Ajuster les provisions pour l’année suivante
La régularisation est aussi l’occasion d’ajuster le montant des provisions mensuelles pour l’année à venir. Si les charges ont significativement augmenté (hausse du prix de l’énergie, nouveaux contrats d’entretien), il est légitime de réévaluer les provisions à la hausse. Attention à ne pas confondre cet ajustement avec la révision annuelle du loyer, qui obéit à des règles distinctes basées sur l’indice IRL.
Les justificatifs à fournir au locataire
La loi impose au propriétaire bailleur de transmettre un décompte par nature de charges au moins un mois avant la régularisation. Le locataire doit pouvoir consulter les pièces justificatives pendant six mois à compter de l’envoi du décompte.
Les justificatifs courants comprennent :
- Le décompte annuel de charges de la copropriété
- Les factures d’eau, d’énergie, d’entretien
- Le détail des millièmes de répartition pour l’appartement concerné
- Les contrats de prestation (ménage, espaces verts, ascenseur)
Le propriétaire n’est pas obligé d’envoyer les copies spontanément, mais il doit les tenir à disposition. En pratique, fournir un récapitulatif clair et proposer les documents sur demande est la meilleure approche.
Les erreurs courantes à éviter
Erreur n°1 : ne jamais régulariser
Certains propriétaires fixent des provisions et ne les régularisent jamais. C’est risqué pour deux raisons : le locataire peut réclamer une régularisation à tout moment (sur trois ans), et le propriétaire peut perdre le droit de récupérer les sommes dues au-delà de la prescription.
Erreur n°2 : récupérer des charges non récupérables
Inclure dans les charges locatives des dépenses qui ne figurent pas dans le décret de 1987 est illégal.
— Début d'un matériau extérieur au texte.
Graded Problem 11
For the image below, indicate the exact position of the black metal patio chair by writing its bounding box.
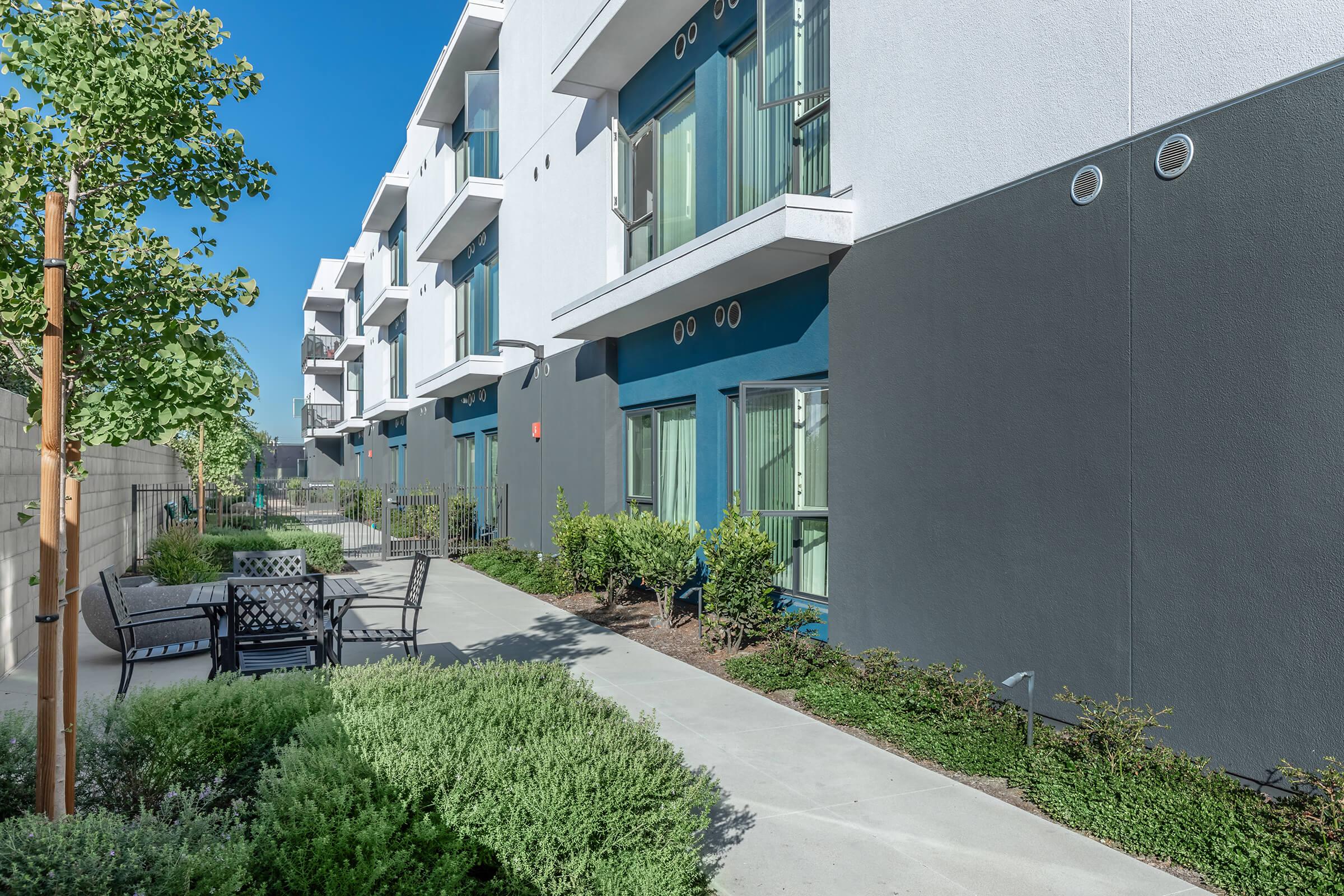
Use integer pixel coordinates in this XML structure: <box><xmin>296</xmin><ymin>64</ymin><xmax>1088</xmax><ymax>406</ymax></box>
<box><xmin>225</xmin><ymin>575</ymin><xmax>328</xmax><ymax>676</ymax></box>
<box><xmin>98</xmin><ymin>567</ymin><xmax>216</xmax><ymax>700</ymax></box>
<box><xmin>333</xmin><ymin>551</ymin><xmax>429</xmax><ymax>662</ymax></box>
Le locataire peut en demander le remboursement, et le propriétaire risque une condamnation en justice.
Erreur n°3 : surestimer les provisions
Des provisions manifestement trop élevées par rapport aux dépenses réelles peuvent être contestées par le locataire. Cela crée aussi un problème de trésorerie : le trop-perçu devra être remboursé lors de la régularisation.
Erreur n°4 : ne pas conserver les justificatifs
Sans justificatifs, la régularisation est contestable. Conservez tous les documents pendant au moins cinq ans et tenez-les à disposition du locataire.
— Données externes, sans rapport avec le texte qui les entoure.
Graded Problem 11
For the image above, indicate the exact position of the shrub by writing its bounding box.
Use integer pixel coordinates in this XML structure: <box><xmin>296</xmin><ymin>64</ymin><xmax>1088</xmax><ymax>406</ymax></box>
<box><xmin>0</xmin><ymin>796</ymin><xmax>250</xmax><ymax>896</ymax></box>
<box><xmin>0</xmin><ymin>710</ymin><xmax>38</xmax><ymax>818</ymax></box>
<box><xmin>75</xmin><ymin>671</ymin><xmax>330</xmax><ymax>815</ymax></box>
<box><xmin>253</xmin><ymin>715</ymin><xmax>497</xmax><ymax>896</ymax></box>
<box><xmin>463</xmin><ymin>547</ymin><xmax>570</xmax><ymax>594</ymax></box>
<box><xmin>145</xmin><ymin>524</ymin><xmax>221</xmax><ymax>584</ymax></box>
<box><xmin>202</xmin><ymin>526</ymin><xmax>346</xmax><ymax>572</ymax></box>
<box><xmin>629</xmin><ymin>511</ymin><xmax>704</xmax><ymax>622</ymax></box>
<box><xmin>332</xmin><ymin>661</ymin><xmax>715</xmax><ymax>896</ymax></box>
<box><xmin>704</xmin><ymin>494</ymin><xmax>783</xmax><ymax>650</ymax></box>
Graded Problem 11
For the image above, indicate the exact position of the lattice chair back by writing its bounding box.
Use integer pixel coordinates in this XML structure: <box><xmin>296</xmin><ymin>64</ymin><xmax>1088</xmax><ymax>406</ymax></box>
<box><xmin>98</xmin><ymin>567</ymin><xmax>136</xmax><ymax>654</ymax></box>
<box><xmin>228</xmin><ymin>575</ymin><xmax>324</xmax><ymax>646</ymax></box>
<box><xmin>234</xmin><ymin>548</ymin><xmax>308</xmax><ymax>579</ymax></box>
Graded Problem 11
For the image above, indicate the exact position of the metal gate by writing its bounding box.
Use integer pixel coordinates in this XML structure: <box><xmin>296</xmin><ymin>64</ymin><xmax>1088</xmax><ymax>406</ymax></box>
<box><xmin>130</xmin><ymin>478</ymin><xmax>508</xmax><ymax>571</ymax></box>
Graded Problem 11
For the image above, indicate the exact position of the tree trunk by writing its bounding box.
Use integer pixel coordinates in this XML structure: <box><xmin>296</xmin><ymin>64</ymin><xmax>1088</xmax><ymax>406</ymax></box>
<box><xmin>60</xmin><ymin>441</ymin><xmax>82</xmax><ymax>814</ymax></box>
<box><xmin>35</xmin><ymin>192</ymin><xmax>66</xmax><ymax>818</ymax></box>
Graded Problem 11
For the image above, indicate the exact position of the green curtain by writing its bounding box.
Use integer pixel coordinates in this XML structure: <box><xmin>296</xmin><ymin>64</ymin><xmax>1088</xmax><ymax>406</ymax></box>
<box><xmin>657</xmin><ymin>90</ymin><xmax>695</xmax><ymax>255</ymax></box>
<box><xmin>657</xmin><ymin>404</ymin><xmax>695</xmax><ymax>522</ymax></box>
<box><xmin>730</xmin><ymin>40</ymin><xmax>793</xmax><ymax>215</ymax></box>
Erreur n°5 : oublier la TEOM
La taxe d’enlèvement des ordures ménagères est une charge récupérable souvent oubliée car elle est intégrée dans la taxe foncière. Pensez à l’extraire et à l’intégrer dans votre régularisation.
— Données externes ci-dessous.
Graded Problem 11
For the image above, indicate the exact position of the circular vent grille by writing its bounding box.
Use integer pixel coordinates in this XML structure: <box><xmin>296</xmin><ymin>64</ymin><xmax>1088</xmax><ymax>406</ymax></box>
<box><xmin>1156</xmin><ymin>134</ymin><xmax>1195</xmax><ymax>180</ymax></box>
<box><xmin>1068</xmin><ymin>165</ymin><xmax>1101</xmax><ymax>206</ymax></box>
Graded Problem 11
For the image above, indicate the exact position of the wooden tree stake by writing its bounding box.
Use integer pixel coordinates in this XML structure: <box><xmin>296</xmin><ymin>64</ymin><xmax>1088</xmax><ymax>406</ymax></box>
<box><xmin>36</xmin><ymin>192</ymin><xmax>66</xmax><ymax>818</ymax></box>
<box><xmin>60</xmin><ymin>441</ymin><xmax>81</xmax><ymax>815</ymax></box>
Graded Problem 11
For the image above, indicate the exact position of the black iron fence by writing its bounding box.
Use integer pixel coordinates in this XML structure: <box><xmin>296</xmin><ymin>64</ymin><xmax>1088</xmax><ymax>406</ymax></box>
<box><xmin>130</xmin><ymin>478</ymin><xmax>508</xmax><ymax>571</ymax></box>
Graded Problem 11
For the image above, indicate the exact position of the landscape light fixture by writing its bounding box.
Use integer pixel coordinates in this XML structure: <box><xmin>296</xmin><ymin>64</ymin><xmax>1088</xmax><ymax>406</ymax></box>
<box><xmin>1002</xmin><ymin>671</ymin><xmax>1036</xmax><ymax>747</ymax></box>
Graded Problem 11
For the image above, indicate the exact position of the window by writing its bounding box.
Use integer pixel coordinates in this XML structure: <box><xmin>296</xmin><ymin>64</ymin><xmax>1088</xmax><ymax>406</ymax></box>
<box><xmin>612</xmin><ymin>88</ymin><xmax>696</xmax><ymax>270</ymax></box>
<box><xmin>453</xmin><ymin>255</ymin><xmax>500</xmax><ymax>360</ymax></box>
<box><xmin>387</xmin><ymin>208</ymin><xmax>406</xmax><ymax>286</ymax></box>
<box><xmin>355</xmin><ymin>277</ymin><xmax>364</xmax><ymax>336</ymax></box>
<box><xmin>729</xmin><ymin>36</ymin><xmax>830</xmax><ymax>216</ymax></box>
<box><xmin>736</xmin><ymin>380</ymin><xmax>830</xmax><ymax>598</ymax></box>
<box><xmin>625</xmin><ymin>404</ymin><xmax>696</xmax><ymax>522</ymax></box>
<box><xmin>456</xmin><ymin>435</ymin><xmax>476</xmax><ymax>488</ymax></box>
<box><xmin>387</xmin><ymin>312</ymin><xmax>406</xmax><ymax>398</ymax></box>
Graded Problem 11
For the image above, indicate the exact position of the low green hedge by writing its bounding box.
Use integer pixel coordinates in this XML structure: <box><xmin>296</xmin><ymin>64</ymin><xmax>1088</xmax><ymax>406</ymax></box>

Comment intégrer les charges dans votre suivi locatif
Un suivi rigoureux des charges locatives nécessite de la méthode et des outils adaptés. Voici les bonnes pratiques :
- Distinguez clairement loyer nu et provisions sur charges dans vos quittances de loyer.
- Conservez un historique annuel des dépenses réelles pour faciliter les régularisations futures.
- Automatisez ce qui peut l’être : un outil de gestion locative permet de suivre les paiements, d’émettre des quittances conformes et de ne rien oublier.
Avec TrackMyRent, vous pouvez distinguer le loyer hors charges et les provisions sur charges directement dans votre suivi mensuel. Chaque quittance générée détaille automatiquement les deux montants, conformément aux exigences légales. Cela vous fait gagner un temps précieux lors de la régularisation annuelle.
Essayer TrackMyRent gratuitement pour simplifier le suivi de vos charges locatives et la génération de vos quittances.
Checklist du propriétaire pour les charges locatives
Pour conclure, voici une liste de vérification pratique :
- Vous avez identifié les charges récupérables selon le décret de 1987
- Vos provisions mensuelles sont basées sur les dépenses réelles de l’année précédente
- Vous effectuez une régularisation au moins une fois par an
- Vous transmettez un décompte détaillé au locataire
- Vous conservez tous les justificatifs pendant au moins cinq ans
- Vos quittances distinguent loyer et charges
- Vous ajustez les provisions chaque année si nécessaire
- Vous avez extrait la TEOM de votre taxe foncière
En maitrisant les charges locatives, vous sécurisez votre gestion locative et établissez une relation de confiance avec vos locataires. C’est un aspect technique, certes, mais incontournable pour tout propriétaire bailleur sérieux.